Who am I? This is not an easy question to answer. But I can tell you some of the things I have done, at least as they have anything to do with this website.
I was born in the smallish northern Pennsylvania town of Warren in May 1946. From the age of six, I grew up in a house four miles outside of town where my life centered around farming and woods buddies, school and Boy Scouts (I became and Eagle Scout and Order of the Arrow). As a Scout, I cleaned the grave of Seneca Chief Cornplanter before it was moved to make way for the Kinzua Dam. I read a lot about far-away places.
My father’s side of the family descended from the Scotch-Irish stock of Appalachia settlers. There was a professional hunter among them – who was also a Civil War Sharpshooter. Others were teamsters or worked in the oil and gas industry. My mother’s side were of German heritage. My maternal grandfather was Dean of Liberal Arts at Penn State when he died young. I inherited his name. Between that, my own college career, both parents, one brother and one niece, Penn State was and still is in our blood.
I was also an artist from a young age. I remember submitting a drawing of Mickey Mouse to Disney in sixth grade (did not get the job). There is a photo of me in my high school senior yearbook doing an oil painting, hair combed back in the super cool style of the day (1964).
Twenty years later (life gets in the way) I would earn my PhD from Lund University in Sweden in Sociology and Social Anthropology. My work had a foot in deep theory (systems and evolution) and another in the field – in my case, in India.
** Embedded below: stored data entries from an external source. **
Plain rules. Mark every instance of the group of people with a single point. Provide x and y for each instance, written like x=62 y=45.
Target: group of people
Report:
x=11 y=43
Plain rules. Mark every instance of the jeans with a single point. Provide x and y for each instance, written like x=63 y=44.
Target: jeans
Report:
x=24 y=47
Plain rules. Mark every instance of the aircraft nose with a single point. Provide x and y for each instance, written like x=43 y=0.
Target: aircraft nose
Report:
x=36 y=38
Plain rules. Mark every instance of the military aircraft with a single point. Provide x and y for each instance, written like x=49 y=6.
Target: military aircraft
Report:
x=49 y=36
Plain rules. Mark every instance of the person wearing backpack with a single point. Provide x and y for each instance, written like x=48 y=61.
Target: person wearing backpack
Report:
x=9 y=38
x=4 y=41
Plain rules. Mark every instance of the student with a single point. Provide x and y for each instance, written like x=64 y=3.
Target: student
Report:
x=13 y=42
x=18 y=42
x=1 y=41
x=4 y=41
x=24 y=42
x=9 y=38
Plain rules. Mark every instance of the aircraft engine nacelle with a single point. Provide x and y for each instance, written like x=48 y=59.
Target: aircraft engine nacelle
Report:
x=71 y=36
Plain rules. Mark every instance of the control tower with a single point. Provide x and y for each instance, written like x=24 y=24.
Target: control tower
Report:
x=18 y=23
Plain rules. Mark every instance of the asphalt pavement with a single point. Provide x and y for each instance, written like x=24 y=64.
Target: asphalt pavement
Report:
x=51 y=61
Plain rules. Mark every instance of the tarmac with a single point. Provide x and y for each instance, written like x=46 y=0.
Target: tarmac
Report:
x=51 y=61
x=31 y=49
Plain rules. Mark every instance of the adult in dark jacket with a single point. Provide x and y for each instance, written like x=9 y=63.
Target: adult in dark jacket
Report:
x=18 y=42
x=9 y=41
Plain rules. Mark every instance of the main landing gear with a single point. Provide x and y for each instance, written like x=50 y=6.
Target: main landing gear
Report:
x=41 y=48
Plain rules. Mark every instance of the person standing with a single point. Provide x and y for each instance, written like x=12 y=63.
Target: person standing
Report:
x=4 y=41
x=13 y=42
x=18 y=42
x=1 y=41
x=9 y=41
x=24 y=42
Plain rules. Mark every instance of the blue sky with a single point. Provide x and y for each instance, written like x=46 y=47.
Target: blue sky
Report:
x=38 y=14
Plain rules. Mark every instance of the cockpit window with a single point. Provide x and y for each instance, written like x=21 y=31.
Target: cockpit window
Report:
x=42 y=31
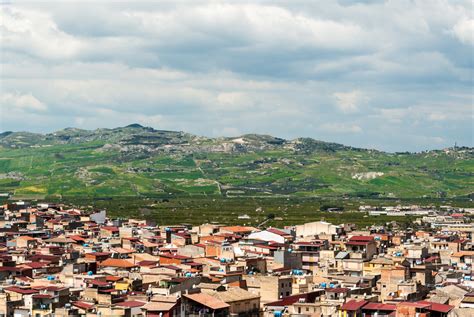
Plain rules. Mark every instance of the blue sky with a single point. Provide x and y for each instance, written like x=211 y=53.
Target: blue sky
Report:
x=391 y=75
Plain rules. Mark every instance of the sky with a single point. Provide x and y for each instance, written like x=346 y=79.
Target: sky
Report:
x=391 y=75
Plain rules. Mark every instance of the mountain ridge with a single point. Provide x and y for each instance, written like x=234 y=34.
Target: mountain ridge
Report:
x=7 y=138
x=145 y=162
Post-doctoral work took me from India, to Borneo, to Appalachia, and to Canada where my focus was (and still is) on people of the forests and on their place in the health of the ecosystem. Here is a 1990 photo of me deep in the hills of Uttarakhand, India, where most of my fieldwork was done.
And here are some children in the Borneo rainforest.
While we are on the subject of children, how did I transition from academic anthropology to children’s books?
I would like to see my work now in the Autumn of my life, to contribute to the increasingly pressing need to communicate, not only to share facts but to reach into people’s hearts to understand Nature and both what threatens it as well as its wonder. Children are a very important part of this. They are the future, and they are willing to listen and be touched.
In fact, when I was visiting the Corbett Tiger Reserve in India in 1999 as part of an effort to develop an applied anthropology project in forest and tiger conservation, I had taken my watercolors with me to make studies of the local people. At one point I asked the local people what they thought I could do to best share the message of saving the forest and the tiger and someone said: “Why not write a children’s book?” I was hooked. No more academic treatises on bookshelves. No more competing for college posts. And I would get to do what I loved most doing: art (people and forests); taking facts and making stories from them (the writer in me that grew out of the anthropology); and finding a way to bring an important message out to as many as possible within the communities that would make a difference globally.
The message of conservation needs to focus among communities – the people who live near the forests (and its animals such as the tiger) as well as those far away. All of us share this world with the tiger – and not only the tiger. We share this world with all living things. We breathe the same air. We feel the same wind. How could I combine my approach to anthropology with my art to create messages for children?
The book Did Tiger Take the Rain? was born.